Mir lief das Wasser im Mund zusammen, als ich das Essen betrachtete. Piet schöpfte nacheinander uns allen, bevor er sich selbst schöpfte und beendete seine Tätigkeit mit einem "Guten Appetit miteinander." Freudig machten wir uns über das Essen her und - verdammt - es schmeckte so unglaublich gut.
"Wanda, du bist so eine begnadede Köchin! Warum studierst du das nicht?"
"Weil wir hier in Russland sind! Raumfahrten sind hier an der Tagesordnung. Kochen bleibt eben ein Hobby."
"Ich kann übrigens demnächst auch mal kochen, das müsst nicht immer ihr machen. Außerdem kann ich euch dann mal was Amerikanisches kochen." meinte ich lächelnd, während ich mir die nächste Gabel mit Reis und Fleisch in den Mund schob.
"Klar, gerne. Ich geh dann mit dir Einkaufen!" rief Pietro und ich sah, wie Wanda ihn unsicher musterte, hatte aber keinen blassen Schimmer, warum. Doch sie klärte es auch nicht im nächsten Satz auf und so blieb ich verwirrt da sitzen.
"Das wäre super." erwiderte ich in die Stille rein, eigentlich viel zu spät, doch es war definitv zu ruhig gewesen. Und diese Stille war keine Fütterungsstille gewesen, die glich eher einer peinlichen Berührtheit. Doch die Stille verging nicht.
Nach dem Essen verschwand ich mit den Unisachen in mein Zimmer, als ich ein Gespräch zwischen Wanda und Piet hörte.

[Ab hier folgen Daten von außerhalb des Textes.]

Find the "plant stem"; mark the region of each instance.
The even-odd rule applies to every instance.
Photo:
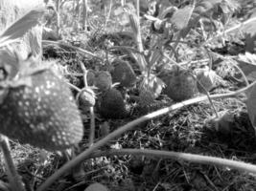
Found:
[[[95,137],[95,115],[93,107],[90,107],[90,136],[89,136],[89,146],[93,145]]]
[[[200,156],[195,154],[187,154],[174,151],[158,151],[151,149],[111,149],[108,151],[95,152],[89,158],[98,158],[102,156],[109,157],[116,155],[134,155],[134,156],[146,156],[149,158],[165,158],[173,159],[184,159],[189,162],[226,166],[229,168],[246,171],[256,174],[256,165],[248,164],[243,161],[234,161],[232,159],[221,159],[216,157]]]
[[[10,153],[8,138],[0,135],[0,147],[4,155],[8,179],[12,191],[25,191]]]
[[[236,96],[237,95],[248,90],[249,88],[251,88],[252,86],[256,85],[256,81],[253,82],[252,84],[250,84],[249,86],[243,88],[241,90],[238,90],[236,92],[231,92],[228,94],[219,94],[219,95],[213,95],[210,96],[210,97],[212,99],[217,99],[217,98],[224,98],[224,97],[232,97],[232,96]],[[123,133],[131,130],[133,127],[137,126],[138,124],[152,119],[154,117],[163,116],[169,112],[172,112],[174,110],[182,108],[184,106],[188,106],[188,105],[192,105],[195,103],[198,103],[201,101],[205,101],[207,100],[208,97],[207,96],[198,96],[198,97],[195,97],[192,99],[188,99],[176,104],[174,104],[170,107],[167,108],[163,108],[160,110],[157,110],[155,112],[152,112],[151,114],[148,114],[146,116],[143,116],[135,120],[132,120],[130,122],[128,122],[128,124],[117,128],[116,131],[112,132],[111,134],[108,134],[106,137],[105,137],[104,138],[100,139],[99,141],[97,141],[96,143],[94,143],[91,147],[89,147],[88,149],[86,149],[85,151],[83,151],[82,153],[81,153],[79,156],[77,156],[77,158],[75,158],[74,159],[68,161],[66,164],[64,164],[62,167],[60,167],[56,173],[54,173],[50,178],[48,178],[45,182],[43,182],[37,189],[37,191],[44,191],[46,190],[53,182],[56,181],[56,180],[58,180],[60,176],[62,176],[64,173],[68,172],[71,168],[73,168],[74,166],[78,165],[78,163],[81,162],[84,159],[88,158],[89,155],[91,155],[93,153],[93,151],[99,149],[100,147],[105,145],[105,143],[119,136],[121,136]]]

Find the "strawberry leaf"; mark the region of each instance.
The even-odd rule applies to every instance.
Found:
[[[0,48],[16,41],[27,33],[32,28],[39,24],[39,19],[44,13],[44,9],[38,8],[25,14],[14,22],[0,35]]]
[[[84,191],[108,191],[108,189],[101,183],[92,183]]]
[[[249,53],[239,54],[239,58],[236,61],[248,80],[256,80],[256,54]]]
[[[249,118],[252,126],[256,130],[256,84],[245,92],[247,100],[245,101]]]

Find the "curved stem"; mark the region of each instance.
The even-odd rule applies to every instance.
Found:
[[[213,95],[210,96],[210,97],[212,99],[216,99],[216,98],[223,98],[223,97],[232,97],[232,96],[236,96],[237,95],[248,90],[249,88],[251,88],[252,86],[254,86],[256,84],[256,81],[253,82],[252,84],[250,84],[249,86],[243,88],[241,90],[238,90],[236,92],[232,92],[232,93],[228,93],[228,94],[219,94],[219,95]],[[56,173],[54,173],[50,178],[48,178],[45,182],[43,182],[37,189],[37,191],[44,191],[46,190],[53,182],[55,182],[60,176],[62,176],[65,172],[68,172],[71,168],[73,168],[74,166],[78,165],[78,163],[81,162],[84,159],[88,158],[89,155],[91,155],[93,153],[93,151],[99,149],[100,147],[105,145],[105,143],[119,136],[121,136],[123,133],[131,130],[133,127],[135,127],[136,125],[147,121],[149,119],[152,119],[154,117],[160,117],[162,115],[165,115],[171,111],[182,108],[184,106],[187,105],[192,105],[200,101],[205,101],[207,100],[208,97],[207,96],[199,96],[199,97],[196,97],[196,98],[192,98],[192,99],[188,99],[176,104],[174,104],[170,107],[167,108],[163,108],[160,110],[157,110],[155,112],[152,112],[151,114],[148,114],[146,116],[143,116],[135,120],[132,120],[130,122],[128,122],[128,124],[118,128],[116,131],[112,132],[111,134],[108,134],[106,137],[105,137],[104,138],[100,139],[98,142],[94,143],[91,147],[89,147],[88,149],[86,149],[85,151],[83,151],[82,153],[81,153],[79,156],[77,156],[77,158],[75,158],[74,159],[68,161],[66,164],[64,164],[62,167],[60,167]]]
[[[93,145],[95,138],[95,115],[94,108],[90,107],[90,136],[89,136],[89,146]]]
[[[103,152],[95,152],[89,158],[98,158],[102,156],[116,156],[116,155],[134,155],[146,156],[149,158],[165,158],[173,159],[183,159],[189,162],[226,166],[229,168],[243,170],[249,173],[256,173],[256,165],[248,164],[243,161],[235,161],[232,159],[221,159],[209,156],[200,156],[196,154],[180,153],[174,151],[158,151],[151,149],[111,149]]]

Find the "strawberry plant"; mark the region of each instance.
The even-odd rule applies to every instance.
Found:
[[[42,11],[2,32],[3,190],[254,190],[251,2],[48,2],[46,25],[61,37],[42,42],[51,69],[36,43],[29,58],[12,44]],[[19,169],[23,183],[4,135],[14,154],[15,139],[62,153],[23,152],[36,158]]]

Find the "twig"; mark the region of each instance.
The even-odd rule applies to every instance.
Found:
[[[90,107],[90,136],[89,136],[89,146],[93,145],[95,138],[95,115],[93,107]]]
[[[134,156],[146,156],[149,158],[161,158],[161,159],[173,159],[176,160],[186,160],[189,162],[226,166],[229,168],[246,171],[256,174],[256,165],[248,164],[243,161],[235,161],[232,159],[221,159],[209,156],[200,156],[195,154],[187,154],[174,151],[159,151],[151,149],[111,149],[107,151],[98,151],[89,156],[86,159],[92,158],[99,158],[103,156],[110,157],[116,155],[134,155]]]
[[[237,95],[248,90],[249,88],[251,88],[252,86],[254,86],[256,84],[256,81],[253,82],[252,84],[250,84],[249,86],[238,90],[236,92],[231,92],[228,94],[219,94],[219,95],[213,95],[210,97],[213,99],[216,98],[224,98],[224,97],[232,97],[232,96],[236,96]],[[121,136],[123,133],[131,130],[133,127],[137,126],[138,124],[152,119],[154,117],[163,116],[171,111],[182,108],[184,106],[187,105],[191,105],[191,104],[195,104],[200,101],[205,101],[207,100],[208,97],[206,96],[199,96],[199,97],[196,97],[196,98],[192,98],[189,100],[185,100],[182,101],[180,103],[176,103],[175,105],[172,105],[170,107],[167,108],[163,108],[160,110],[157,110],[155,112],[152,112],[151,114],[148,114],[146,116],[143,116],[135,120],[132,120],[130,122],[128,122],[128,124],[118,128],[116,131],[112,132],[111,134],[108,134],[106,137],[105,137],[104,138],[100,139],[99,141],[97,141],[96,143],[94,143],[91,147],[89,147],[88,149],[86,149],[85,151],[83,151],[82,153],[81,153],[79,156],[77,156],[77,158],[75,158],[74,159],[68,161],[66,164],[64,164],[62,167],[60,167],[56,173],[54,173],[50,178],[48,178],[37,189],[37,191],[44,191],[46,190],[52,183],[54,183],[60,176],[62,176],[64,173],[68,172],[71,168],[73,168],[74,166],[78,165],[78,163],[81,162],[84,159],[88,158],[89,155],[91,155],[93,153],[93,151],[99,149],[100,147],[105,145],[105,143],[119,136]],[[197,161],[197,159],[196,159]]]
[[[56,41],[51,41],[51,40],[42,40],[42,44],[43,45],[57,45],[57,46],[63,46],[63,47],[67,47],[69,49],[73,49],[75,51],[78,51],[79,53],[85,53],[85,54],[88,54],[92,57],[95,57],[101,61],[104,61],[104,59],[98,55],[95,55],[94,53],[88,52],[88,51],[85,51],[83,49],[81,49],[81,48],[78,48],[78,47],[74,47],[72,45],[68,45],[68,44],[65,44],[65,43],[60,43],[60,42],[56,42]]]

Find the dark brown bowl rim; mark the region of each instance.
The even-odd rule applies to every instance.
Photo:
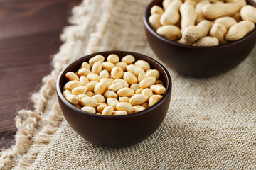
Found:
[[[176,42],[175,41],[168,40],[167,38],[165,38],[161,36],[160,35],[159,35],[158,33],[156,33],[156,32],[154,30],[154,29],[152,28],[152,26],[149,23],[148,18],[149,18],[149,13],[150,13],[150,10],[151,10],[150,6],[153,6],[153,4],[154,4],[156,1],[159,1],[159,0],[154,0],[147,6],[147,7],[146,8],[146,11],[145,11],[145,12],[144,13],[144,16],[143,16],[143,22],[144,22],[144,24],[145,27],[146,28],[146,29],[148,30],[149,30],[151,33],[151,34],[153,34],[154,36],[157,37],[159,39],[160,39],[160,40],[163,40],[163,41],[164,41],[164,42],[167,42],[169,44],[171,44],[171,45],[176,45],[176,46],[178,46],[180,47],[186,47],[186,48],[189,47],[189,48],[191,48],[191,49],[198,49],[198,50],[202,50],[202,49],[219,49],[219,48],[226,47],[232,46],[232,45],[235,45],[235,44],[240,43],[241,42],[242,42],[242,41],[245,40],[246,39],[249,38],[250,36],[252,34],[253,34],[253,33],[255,33],[256,32],[256,26],[255,26],[253,30],[252,30],[250,33],[249,33],[247,35],[246,35],[242,38],[241,38],[241,39],[240,39],[238,40],[232,42],[229,42],[229,43],[225,44],[225,45],[218,45],[218,46],[202,47],[202,46],[192,46],[192,45],[188,45],[180,44],[180,43],[178,43],[178,42]],[[252,5],[252,6],[254,6],[255,7],[256,7],[256,4],[252,0],[247,0],[247,1],[250,2],[250,5]],[[255,24],[255,25],[256,25],[256,24]]]
[[[117,54],[119,52],[124,52],[126,53],[127,55],[132,55],[136,56],[137,55],[139,55],[139,56],[142,56],[142,57],[145,57],[146,59],[146,60],[151,60],[151,62],[155,62],[156,63],[164,72],[165,73],[165,76],[167,77],[167,82],[166,82],[166,92],[164,94],[163,97],[154,105],[153,105],[152,106],[146,108],[145,110],[143,110],[142,111],[139,112],[137,112],[132,114],[129,114],[129,115],[97,115],[97,114],[94,114],[94,113],[91,113],[89,112],[86,112],[84,110],[82,110],[78,108],[76,108],[75,106],[72,105],[70,103],[69,103],[63,96],[63,93],[62,93],[62,89],[60,89],[60,77],[62,76],[62,75],[63,74],[63,73],[66,71],[66,69],[68,69],[72,64],[73,64],[75,62],[81,62],[82,61],[87,61],[89,60],[89,58],[92,57],[95,55],[102,55],[104,56],[105,53],[113,53],[113,54]],[[171,76],[169,73],[169,72],[167,71],[167,69],[159,62],[157,62],[156,60],[155,60],[154,59],[148,57],[146,55],[140,54],[140,53],[137,53],[137,52],[129,52],[129,51],[121,51],[121,50],[112,50],[112,51],[102,51],[102,52],[95,52],[95,53],[92,53],[87,55],[85,55],[84,57],[82,57],[75,61],[73,61],[73,62],[68,64],[64,69],[63,69],[63,70],[60,72],[60,73],[59,74],[58,79],[57,79],[57,82],[56,82],[56,91],[57,91],[57,95],[59,96],[59,98],[61,99],[61,101],[66,105],[68,106],[70,109],[73,110],[74,111],[76,111],[80,114],[82,115],[87,115],[89,116],[92,116],[95,118],[102,118],[102,119],[126,119],[126,118],[133,118],[133,117],[136,117],[136,116],[139,116],[143,114],[146,114],[147,112],[151,111],[154,109],[155,109],[156,108],[157,108],[159,105],[161,105],[164,100],[166,100],[169,94],[171,92],[171,88],[172,88],[172,82],[171,82]],[[62,88],[61,88],[62,89]]]

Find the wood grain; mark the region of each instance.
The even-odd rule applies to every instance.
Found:
[[[0,0],[0,148],[14,142],[14,117],[51,70],[71,8],[81,0]]]

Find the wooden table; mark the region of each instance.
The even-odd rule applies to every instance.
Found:
[[[14,143],[17,110],[50,74],[71,8],[81,0],[0,0],[0,149]]]

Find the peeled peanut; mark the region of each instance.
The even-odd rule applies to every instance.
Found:
[[[111,54],[109,56],[107,56],[107,61],[109,62],[112,62],[112,63],[117,63],[118,62],[119,60],[119,57],[118,57],[118,55],[114,55],[114,54]]]
[[[125,110],[128,114],[132,113],[134,110],[132,106],[130,103],[126,102],[119,103],[116,108],[117,110]]]
[[[154,94],[152,90],[149,88],[146,88],[145,89],[144,89],[141,94],[147,96],[148,99]]]
[[[88,79],[88,80],[90,81],[97,81],[98,82],[100,82],[100,80],[101,79],[101,77],[95,74],[95,73],[90,73],[87,76],[87,78]]]
[[[154,76],[158,79],[160,76],[160,73],[157,69],[151,69],[146,73],[146,77]]]
[[[85,93],[85,95],[88,96],[89,97],[92,97],[93,96],[95,96],[95,93],[93,93],[92,91],[87,91]]]
[[[138,83],[140,83],[142,80],[146,78],[146,74],[145,73],[140,73],[138,76]]]
[[[233,25],[238,22],[230,16],[224,16],[219,18],[215,21],[215,23],[222,23],[228,30]]]
[[[107,89],[111,84],[113,82],[114,79],[111,78],[102,78],[100,79],[100,82],[105,84],[106,88]]]
[[[104,109],[105,108],[106,108],[107,106],[107,106],[106,103],[104,103],[104,104],[100,104],[100,103],[99,103],[99,106],[97,107],[97,110],[99,113],[102,113],[102,111],[103,111],[103,109]]]
[[[137,82],[136,76],[129,72],[124,72],[123,78],[129,84],[129,85],[132,85]]]
[[[96,84],[98,84],[98,81],[92,81],[86,84],[86,86],[88,88],[87,91],[94,91],[94,89],[96,86]]]
[[[173,25],[159,27],[156,30],[156,33],[170,40],[175,40],[181,37],[181,29]]]
[[[89,74],[92,73],[92,72],[90,69],[87,69],[86,68],[82,68],[78,69],[78,76],[87,76]]]
[[[246,5],[240,10],[240,15],[242,20],[247,20],[256,23],[256,8]]]
[[[129,103],[132,105],[140,105],[145,103],[148,99],[148,96],[144,94],[135,94],[132,96],[129,100]]]
[[[68,90],[68,83],[65,83],[63,86],[63,91],[65,91],[65,90]]]
[[[91,113],[96,113],[96,109],[91,106],[84,106],[81,110]]]
[[[254,28],[254,23],[250,21],[242,21],[230,27],[225,35],[225,39],[229,41],[241,39]]]
[[[159,85],[152,85],[150,86],[150,89],[156,94],[163,94],[166,91],[165,87]]]
[[[113,111],[112,115],[127,115],[127,112],[125,110],[114,110]]]
[[[129,98],[127,97],[127,96],[119,97],[119,102],[129,103]]]
[[[164,13],[164,9],[159,6],[154,5],[150,10],[150,13],[161,15]]]
[[[156,79],[154,76],[148,76],[142,80],[139,83],[139,87],[147,88],[156,83]]]
[[[154,30],[157,30],[161,27],[160,23],[161,16],[159,14],[152,14],[149,18],[149,22]]]
[[[108,106],[112,106],[114,110],[116,109],[116,106],[119,103],[119,101],[115,98],[108,98],[107,99],[107,104]]]
[[[132,94],[134,94],[134,90],[128,88],[128,87],[124,87],[117,91],[117,95],[119,96],[123,97],[123,96],[127,96],[127,97],[132,97]]]
[[[149,106],[151,107],[156,103],[160,100],[160,98],[157,95],[153,95],[149,98]]]
[[[82,86],[82,83],[80,81],[78,80],[72,80],[67,83],[66,88],[68,90],[72,91],[73,89],[81,86]]]
[[[137,60],[135,62],[134,64],[136,66],[142,67],[144,71],[146,71],[149,69],[150,69],[150,64],[144,60]]]
[[[86,95],[86,94],[78,94],[77,96],[79,98],[79,101],[80,101],[82,98],[85,98],[85,97],[89,97],[89,96]]]
[[[86,91],[87,91],[88,87],[87,86],[78,86],[78,87],[75,87],[74,89],[72,89],[72,94],[75,94],[75,95],[78,95],[78,94],[85,94],[86,93]]]
[[[159,79],[156,80],[156,84],[163,84],[163,85],[164,85],[163,81],[161,81],[159,80]]]
[[[79,98],[74,94],[68,95],[66,99],[73,105],[77,105],[79,101]]]
[[[124,71],[120,67],[115,66],[111,70],[111,76],[114,79],[121,79],[124,75]]]
[[[81,69],[82,68],[90,69],[90,66],[89,63],[87,63],[87,62],[82,62],[82,64],[81,65]]]
[[[103,96],[105,98],[117,98],[117,94],[111,90],[107,90],[105,91],[105,92],[104,92]]]
[[[67,98],[68,95],[71,94],[71,91],[70,91],[70,90],[65,90],[65,91],[63,91],[63,96],[64,96],[65,98]]]
[[[107,70],[107,72],[111,72],[111,70],[114,68],[114,64],[112,62],[102,62],[102,68],[103,69]]]
[[[100,72],[99,76],[101,78],[110,78],[110,73],[107,69],[103,69]]]
[[[92,67],[96,62],[103,62],[105,57],[102,55],[97,55],[89,60],[89,64]]]
[[[164,0],[162,3],[164,9],[166,10],[172,1],[173,0]]]
[[[103,109],[102,115],[112,115],[113,111],[114,111],[114,108],[112,106],[107,106]]]
[[[95,98],[98,103],[105,103],[106,101],[106,99],[102,94],[95,94],[92,98]]]
[[[72,81],[72,80],[78,80],[79,81],[79,77],[78,76],[77,74],[75,74],[75,73],[72,72],[67,72],[65,74],[65,78],[67,79],[68,81]]]
[[[112,85],[110,85],[109,87],[108,87],[108,89],[109,90],[112,90],[114,92],[117,92],[117,91],[119,91],[120,89],[123,88],[123,84],[120,82],[117,82],[117,83],[115,83],[115,84],[113,84]]]
[[[94,88],[94,93],[95,94],[102,94],[107,89],[106,85],[103,83],[97,83]]]
[[[77,105],[75,105],[75,106],[77,108],[79,108],[79,109],[81,109],[82,108],[82,106],[77,104]]]
[[[146,102],[142,103],[142,106],[143,107],[144,107],[145,108],[149,108],[149,104],[148,104]]]
[[[169,5],[161,15],[160,23],[161,25],[175,25],[180,20],[179,8],[182,2],[180,0],[174,0]]]
[[[97,107],[98,106],[98,102],[92,97],[85,97],[80,100],[80,104],[84,106]]]
[[[118,82],[122,83],[123,87],[129,87],[128,83],[125,80],[122,79],[117,79],[114,80],[112,82],[112,84],[118,83]]]
[[[144,89],[143,88],[139,88],[136,90],[135,94],[141,94]]]
[[[126,62],[119,62],[115,64],[115,66],[119,66],[120,67],[123,71],[126,71],[126,67],[127,66],[127,64]]]
[[[100,62],[95,62],[93,66],[92,67],[92,72],[99,74],[102,70],[102,64]]]
[[[137,77],[138,77],[140,73],[145,73],[145,71],[142,67],[136,65],[127,65],[127,70],[134,74]]]
[[[82,83],[82,86],[86,86],[90,82],[88,79],[85,76],[81,76],[80,77],[80,81]]]
[[[126,62],[127,64],[135,62],[135,58],[132,55],[128,55],[122,58],[121,62]]]
[[[134,89],[135,91],[139,89],[139,84],[133,84],[130,86],[131,89]]]
[[[144,107],[143,107],[141,105],[135,105],[134,106],[132,106],[133,109],[134,109],[134,112],[136,113],[136,112],[139,112],[139,111],[142,111],[143,110],[145,110],[146,108]]]
[[[219,45],[219,41],[215,37],[206,36],[201,38],[193,46],[217,46]]]

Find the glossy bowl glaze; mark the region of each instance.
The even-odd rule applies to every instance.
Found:
[[[195,47],[169,40],[154,30],[149,22],[150,9],[161,6],[163,0],[154,0],[144,15],[145,31],[150,47],[171,69],[185,76],[207,77],[224,73],[242,62],[256,42],[256,28],[243,38],[215,47]],[[252,0],[247,4],[256,6]]]
[[[92,114],[77,108],[63,96],[63,87],[67,82],[65,74],[68,72],[75,72],[81,64],[88,61],[96,55],[105,58],[110,54],[116,54],[120,58],[132,55],[137,60],[148,62],[151,68],[160,72],[166,91],[162,98],[155,105],[142,111],[126,115],[106,116]],[[125,147],[146,138],[161,124],[169,108],[171,79],[168,71],[157,61],[145,55],[124,51],[107,51],[97,52],[81,57],[68,64],[60,74],[56,84],[58,102],[65,118],[72,128],[85,140],[93,144],[109,147]]]

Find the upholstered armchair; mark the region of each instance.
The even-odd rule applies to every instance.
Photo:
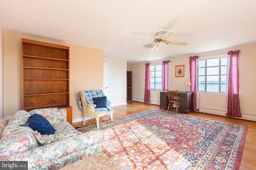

"Gewöhn dich bitte nicht allzu sehr an sie. In einem Jahr ist sie weg, und ich weiß, wie es dir geht, wenn du dich emotional von ihr abhängig machst."
"Ich mache mich doch gar nicht emotional abhängig! Wanda, was redest du da? Ich habe sie einfach nur gern."
"Bruderherz, ich kenne dich."
"Anscheinend kennst du mich nicht gut."
Ich hörte schnelle Schritte in meine Richtung und wie Piets Tür ins Schloss fiel. Warum sollte sich Piet von mir emotional abhängig machen? Was meinte Wanda damit? Mir ließ das keine Ruhe. Ich konnte mich einfach nicht auf den Text über einen russischen Linguistiker konzentrieren, die kyrllischen Buchstaben verschwammen vor meinen Augen und obwohl ich das kyrillische Alphabet vorwärts, rückwärts und im Schlaf auswendig beten konnte, war es, als hätte mein Gehirn von jetzt auf gleich russisch verlernt. Verwirrt schüttelte ich den Kopf und legte den Text beiseite, bevor ich zu meinem Laptop griff und meinen täglichen Blogeintrag schrieb. Doch die Worte wollten mir einfach nicht aus dem Kopf gehen. Also nahm ich mir vor, die beiden in den nächsten Tagen darauf anzusprechen.